Fifty car crashes blocked highways during the sudden, punishing snowfall.

University senior Jen Wechout said her usual 15-minute drive to campus took two hours Monday because of a snowstorm.

“I couldn’t even see 15 feet in front of me,” she said.

A storm affected both driving conditions and the parking situation Monday in the Twin Cities, which coincided with the Metro Transit strike.

“There are more cars out there and there are more cars out there to get in trouble with each other,” said Craig Wilkins, information officer for the Minnesota Department of Transportation.

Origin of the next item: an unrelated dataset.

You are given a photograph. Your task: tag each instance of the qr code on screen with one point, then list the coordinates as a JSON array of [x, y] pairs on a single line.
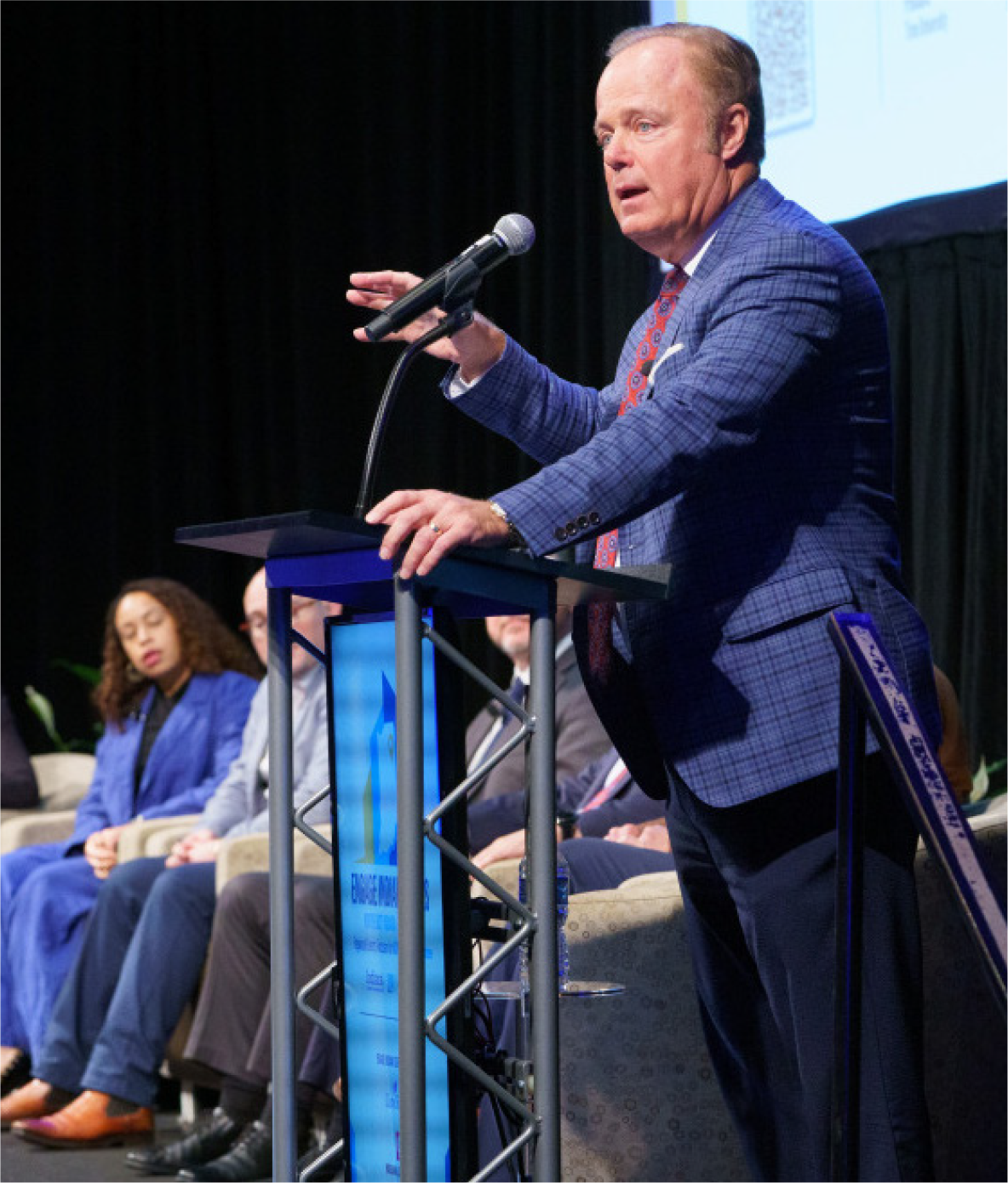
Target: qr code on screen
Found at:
[[781, 33]]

According to the department, 50 crashes occurred Monday between 9 a.m. and 1 p.m.

A total of 3 inches of snow fell in the metro area Monday, according to the National Weather Service. The intersections of Interstate 94 heading westbound at Interstate 280 and I-94 heading westbound at White Bear Avenue were closed. All exits to those areas were also closed.

Nick Thompson, operations manager for the Minnesota Department of Transportation’s Regional Transportation Management Center, said there were no fatalities reported and an unknown number of injuries.

“This was a pretty bad sudden storm,” Thompson said.

He said one of the worst storms this winter was Super Bowl Sunday, when there were 200 car crashes.

“It caught some people by surprise,” he said.

With more cars on the road, there were also more cars parking on campus Monday.

Lori Ann Vicich, marketing manager for Parking and Transportation Services, said Mondays are usually busier than other days and that the transit strike arrived at a somewhat convenient time.

“Thursday (the first day of the strike) was kind of a fluke,” she said. “People had plans and the weather cooperated.”

Monday, the Buckeye lot on Huron Boulevard filled by 8 a.m. Vicich said it might have filled quicker than usual because snow covers lines and people can’t see where to park, reducing parking spaces.

Vicich also said bad weather causes less people to want to walk or ride their bike.

“On a day when the weather’s bad, it’s tough,” she said.

As long as people continue to be resourceful, the transit strike will not affect the ample parking available on campus, Vicich said.

The National Weather Service predicts a chance of snow Today and Wednesday.

– Derek Olson contributed to this report.